InfiniteTalk: Audio-Driven Lip Sync Built on Wan 2.1

IkesanContents

InfiniteTalk, an audio-driven lip-sync model built on Wan 2.1, has been published as an official ComfyUI workflow. Given a still image and an audio file, it can generate a video where the mouth moves in sync with the speech.

What InfiniteTalk is

It is a native ComfyUI workflow published at amao2001/ganloss-latent-space, using a model repackaged by Comfy-Org.

Processing flow:

  1. Input a still image, typically a face image
  2. Input an audio file such as WAV
  3. Analyze the audio with wav2vec2 to extract mouth-movement timing
  4. Generate the video with Wan 2.1 I2V
  5. Output the finished clip

The “Infinite” part means it can handle long audio input. This is offline batch generation, not real-time synthesis.

Workflow variants

Two versions are available:

  • single: for one character
  • multi: for multiple characters, with masks specifying each region

In the multi version, you open the first frame in the mask editor and paint each character area separately.

Required models

DirectoryModel
diffusion_modelsWan2_1-I2V-14B-480p_fp8_e4m3fn_scaled_KJ.safetensors
text_encodersumt5_xxl_fp8_e4m3fn_scaled.safetensors
model_patcheswan2.1_infiniteTalk_single_fp16.safetensors
model_patcheswan2.1_infiniteTalk_multi_fp16.safetensors
audio_encoderswav2vec2-chinese-base_fp16.safetensors
vaeWan2_1_VAE_bf16.safetensors
loraslightx2v_I2V_14B_480p_cfg_step_distill_rank64_bf16.safetensors

The models are available from Hugging Face:

Inference is accelerated with the lightx2v distillation LoRA.

How it differs from MOVA and Vidu Q3

There are now several models that deal with both audio and video, but they point in different directions.

ModelInputOutputUse case
InfiniteTalkStill image + audioLip-sync videoLip-syncing to existing speech
MOVAText or imageVideo + audioGenerating both video and audio together
Vidu Q3Text or imageVideo + audioGenerating both video and audio together

InfiniteTalk: audio to video, specialized for lip sync
MOVA / Vidu Q3: prompt to video plus audio, generated together

InfiniteTalk fits cases where the audio already exists and you want to make a character speak, such as narration, voice drama, dubbing, or VTuber-style talking clips.

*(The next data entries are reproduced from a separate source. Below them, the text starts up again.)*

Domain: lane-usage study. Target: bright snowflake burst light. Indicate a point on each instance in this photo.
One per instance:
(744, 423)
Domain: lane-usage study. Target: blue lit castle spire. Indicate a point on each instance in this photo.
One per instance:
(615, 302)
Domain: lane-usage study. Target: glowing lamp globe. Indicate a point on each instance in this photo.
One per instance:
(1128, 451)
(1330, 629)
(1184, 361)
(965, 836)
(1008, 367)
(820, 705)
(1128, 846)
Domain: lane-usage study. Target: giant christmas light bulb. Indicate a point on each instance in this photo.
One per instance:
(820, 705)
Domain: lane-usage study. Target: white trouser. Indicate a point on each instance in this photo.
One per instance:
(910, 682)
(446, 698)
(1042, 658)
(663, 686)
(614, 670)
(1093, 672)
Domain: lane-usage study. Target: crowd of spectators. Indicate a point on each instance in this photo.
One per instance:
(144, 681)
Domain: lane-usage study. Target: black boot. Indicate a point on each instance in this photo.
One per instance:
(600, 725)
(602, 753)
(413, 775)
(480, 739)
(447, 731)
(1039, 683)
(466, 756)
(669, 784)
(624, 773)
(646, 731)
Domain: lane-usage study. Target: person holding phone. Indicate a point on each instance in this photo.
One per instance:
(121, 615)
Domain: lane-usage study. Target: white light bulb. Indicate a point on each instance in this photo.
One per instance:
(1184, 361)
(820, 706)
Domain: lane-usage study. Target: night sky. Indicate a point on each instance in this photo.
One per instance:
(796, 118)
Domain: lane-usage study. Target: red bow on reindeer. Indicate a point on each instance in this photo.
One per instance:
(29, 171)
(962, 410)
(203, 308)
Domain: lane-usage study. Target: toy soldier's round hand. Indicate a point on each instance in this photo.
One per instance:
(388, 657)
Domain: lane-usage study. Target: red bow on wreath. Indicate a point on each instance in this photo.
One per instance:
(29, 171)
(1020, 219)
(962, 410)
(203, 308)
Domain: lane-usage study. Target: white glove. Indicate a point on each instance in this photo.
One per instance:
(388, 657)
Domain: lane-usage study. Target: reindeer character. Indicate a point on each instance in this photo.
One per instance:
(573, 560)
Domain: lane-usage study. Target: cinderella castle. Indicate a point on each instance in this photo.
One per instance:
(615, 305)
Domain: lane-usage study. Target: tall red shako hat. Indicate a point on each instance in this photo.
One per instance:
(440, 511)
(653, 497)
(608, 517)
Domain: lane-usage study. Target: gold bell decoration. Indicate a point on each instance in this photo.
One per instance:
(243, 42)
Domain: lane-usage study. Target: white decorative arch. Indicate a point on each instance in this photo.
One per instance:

MOVA and Vidu Q3 are better when you want to generate both the footage and the audio from scratch.

Impression

In my January overview of i2v models, I wrote that accurate synchronization between dialogue and mouth motion was still a weak point for video generation models. InfiniteTalk is a specialized answer to that problem, improving lip-sync accuracy by inserting an explicit audio-analysis stage.

Because it is based on Wan 2.1, it should also be runnable in a local environment. The fact that it has been packaged as an official ComfyUI workflow also lowers the barrier to adoption.

The actual generation quality and VRAM requirements still need hands-on testing, but if you want local audio-driven lip sync generation, this looks like one of the first options to try.